The price at which you buy or sell shares may vary according to the broker’s buying power. When, as a buyer or seller, you ask your online broker for a share price, it will relay the request electronically to the retail service provider (RSP), which is the interface between retail brokers and equity markets.
The RSP will send back the best price it will have determined, with reference to the SETS (Stock Exchange Electronic Trading Service) or SETSmm or to the market makers, mainly through the SEAQ (Stock Exchange Automated Quotation) system. We will look at how these systems work.
The RSP is itself a market maker in some stocks up to a size limit, beyond which it will refer the trade to its own market makers, which provide a service in both quote-driven and order-book securities. Brokers choose how many RSPs they poll; it could be three or it could be a dozen.
The broker may contact several RSPs simultaneously for quotes, and relay only the most competitive one to the client. But some brokers rotate RSPs in turn on the basis of one per deal, which may not achieve so competitive a result. Some brokers may obtain a quote in a deal size other than that requested by the customer. The point to grasp here is that brokers may use different ways to obtain prices from RSPs and the prices may be different. The results may not be equally to your advantage as a trader.
Direct market access
Regular traders of large stocks have good reason to prefer DMA (direct market access) to the RSP route. This way, like the brokers themselves, they make an entry directly onto the LSE order book. It is the only way to place a limit order – specifying the maximum price at which you will deal – that is visible in the market.

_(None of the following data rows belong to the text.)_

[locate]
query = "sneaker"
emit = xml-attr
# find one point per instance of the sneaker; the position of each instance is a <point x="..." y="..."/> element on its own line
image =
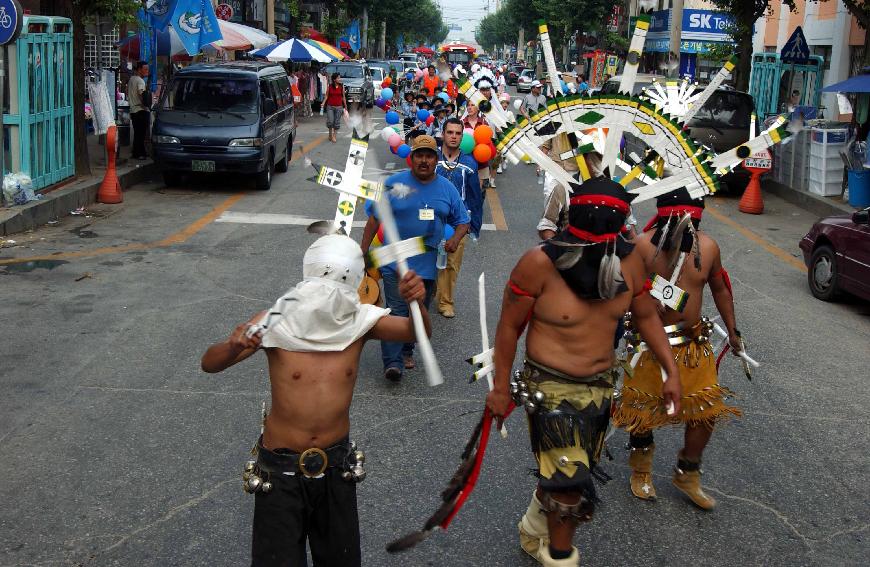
<point x="393" y="374"/>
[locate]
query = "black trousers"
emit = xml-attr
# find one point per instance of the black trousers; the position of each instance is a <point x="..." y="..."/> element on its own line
<point x="141" y="122"/>
<point x="321" y="510"/>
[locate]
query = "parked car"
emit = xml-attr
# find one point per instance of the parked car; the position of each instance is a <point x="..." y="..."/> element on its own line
<point x="524" y="82"/>
<point x="234" y="117"/>
<point x="721" y="124"/>
<point x="357" y="80"/>
<point x="837" y="254"/>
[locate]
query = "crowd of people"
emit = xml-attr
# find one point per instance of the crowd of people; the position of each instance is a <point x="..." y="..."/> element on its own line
<point x="569" y="296"/>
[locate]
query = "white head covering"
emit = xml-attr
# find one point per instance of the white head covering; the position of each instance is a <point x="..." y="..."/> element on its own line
<point x="323" y="312"/>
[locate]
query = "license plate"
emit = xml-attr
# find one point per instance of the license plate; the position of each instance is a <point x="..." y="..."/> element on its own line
<point x="202" y="165"/>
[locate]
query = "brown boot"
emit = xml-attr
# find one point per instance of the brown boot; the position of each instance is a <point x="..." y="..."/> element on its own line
<point x="687" y="477"/>
<point x="640" y="461"/>
<point x="534" y="534"/>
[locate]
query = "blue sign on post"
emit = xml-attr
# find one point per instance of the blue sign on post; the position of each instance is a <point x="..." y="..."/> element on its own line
<point x="795" y="49"/>
<point x="10" y="20"/>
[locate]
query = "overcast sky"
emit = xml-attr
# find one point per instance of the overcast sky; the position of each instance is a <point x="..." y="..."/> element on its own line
<point x="466" y="13"/>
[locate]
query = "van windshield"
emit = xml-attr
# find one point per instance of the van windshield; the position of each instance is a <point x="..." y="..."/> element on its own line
<point x="346" y="71"/>
<point x="211" y="94"/>
<point x="725" y="110"/>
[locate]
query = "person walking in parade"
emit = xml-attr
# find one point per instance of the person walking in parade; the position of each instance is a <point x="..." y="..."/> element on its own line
<point x="461" y="170"/>
<point x="423" y="204"/>
<point x="336" y="105"/>
<point x="306" y="469"/>
<point x="140" y="109"/>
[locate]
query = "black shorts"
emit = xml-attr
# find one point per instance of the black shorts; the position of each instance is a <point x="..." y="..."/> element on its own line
<point x="320" y="510"/>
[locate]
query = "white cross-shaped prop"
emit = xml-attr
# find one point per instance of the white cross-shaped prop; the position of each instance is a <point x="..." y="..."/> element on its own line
<point x="385" y="213"/>
<point x="484" y="359"/>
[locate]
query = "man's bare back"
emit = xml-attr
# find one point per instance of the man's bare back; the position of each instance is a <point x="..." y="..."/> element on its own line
<point x="567" y="333"/>
<point x="312" y="391"/>
<point x="691" y="280"/>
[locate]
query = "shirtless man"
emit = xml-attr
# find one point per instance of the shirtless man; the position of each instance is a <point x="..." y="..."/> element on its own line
<point x="569" y="374"/>
<point x="703" y="401"/>
<point x="306" y="468"/>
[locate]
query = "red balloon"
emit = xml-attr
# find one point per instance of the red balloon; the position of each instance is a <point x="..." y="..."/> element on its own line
<point x="482" y="134"/>
<point x="482" y="153"/>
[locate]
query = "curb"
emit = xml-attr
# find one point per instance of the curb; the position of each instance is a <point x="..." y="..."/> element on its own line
<point x="822" y="206"/>
<point x="58" y="204"/>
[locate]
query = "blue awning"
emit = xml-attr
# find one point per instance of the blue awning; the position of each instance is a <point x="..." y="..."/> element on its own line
<point x="856" y="84"/>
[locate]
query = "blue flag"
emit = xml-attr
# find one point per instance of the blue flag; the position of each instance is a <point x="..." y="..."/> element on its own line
<point x="160" y="12"/>
<point x="352" y="34"/>
<point x="196" y="24"/>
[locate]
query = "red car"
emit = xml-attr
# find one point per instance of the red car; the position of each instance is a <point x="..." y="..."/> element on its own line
<point x="837" y="253"/>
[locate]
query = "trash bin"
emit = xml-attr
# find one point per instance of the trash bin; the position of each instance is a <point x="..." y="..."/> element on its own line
<point x="859" y="187"/>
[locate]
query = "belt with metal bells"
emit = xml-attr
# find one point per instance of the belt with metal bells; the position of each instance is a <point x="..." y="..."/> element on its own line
<point x="522" y="397"/>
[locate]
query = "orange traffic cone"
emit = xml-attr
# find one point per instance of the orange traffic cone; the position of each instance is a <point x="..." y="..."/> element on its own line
<point x="751" y="202"/>
<point x="110" y="188"/>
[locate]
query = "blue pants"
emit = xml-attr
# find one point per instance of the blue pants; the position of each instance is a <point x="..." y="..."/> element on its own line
<point x="392" y="352"/>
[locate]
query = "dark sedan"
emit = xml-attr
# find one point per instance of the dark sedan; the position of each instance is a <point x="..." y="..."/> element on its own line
<point x="837" y="253"/>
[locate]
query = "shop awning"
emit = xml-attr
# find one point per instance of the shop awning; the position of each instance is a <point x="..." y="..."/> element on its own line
<point x="856" y="84"/>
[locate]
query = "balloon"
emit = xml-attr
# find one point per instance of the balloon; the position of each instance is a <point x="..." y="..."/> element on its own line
<point x="467" y="143"/>
<point x="482" y="134"/>
<point x="482" y="153"/>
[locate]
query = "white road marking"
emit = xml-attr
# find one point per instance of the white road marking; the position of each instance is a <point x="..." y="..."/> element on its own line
<point x="274" y="218"/>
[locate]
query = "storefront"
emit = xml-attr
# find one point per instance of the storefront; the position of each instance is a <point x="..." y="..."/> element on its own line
<point x="702" y="30"/>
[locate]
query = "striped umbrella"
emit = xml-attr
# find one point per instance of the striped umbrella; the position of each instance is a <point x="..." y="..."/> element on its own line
<point x="336" y="53"/>
<point x="292" y="50"/>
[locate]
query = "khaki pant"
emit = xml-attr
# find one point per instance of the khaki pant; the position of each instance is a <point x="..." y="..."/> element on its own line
<point x="447" y="276"/>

If you are to take the DMA route, you must be classified as an intermediate customer (from November 2007, professional), which means you will forego some of the regulatory protection given to private customers (from November 2007, retail) and you will have to demonstrate that you are a sufficiently sophisticated investor for this.
DMA cuts out the use of a market maker or RSP. You need not worry about the market maker’s size limitation. You can put in an order to buy at bid price or below, for as many shares as you want. You will be trading like a market maker yourself. The LSE takes the view that the price improvement obtained offsets by a significant margin the extra cost involved, but some day traders are not convinced.
At the time of writing, iDealing (www.idealing.com) prominently offers DMA, but the vast majority of stockbrokers do not (except through CFDs). ‘So far, traders do not know much about DMA but they will be interested once they realize it helps you get a better price,’ says Dickinson at Barclays Stockbrokers.
In the long term, Rawlings at Hargreaves Lansdown foresees a shift from the RSP to the DMA model. In the short term, he believes that many brokers will soon start offering DMA but it will appeal only to the higher end of the active trader market. ‘Whether most are interested in DMA on equities now is questionable because they trade CFDs or spread bets,’ he says. Oldham at the Share Centre calls DMA stillborn. ‘DMA has a zonking great charge, which will not be borne by the broker, and the investor would end up paying several pounds a trade, which is as much as the commission.’
DSA (direct strategic access), where the RSP passes unfulfilled limit orders to the LSE order book, has greater growth potential, according to Oldham.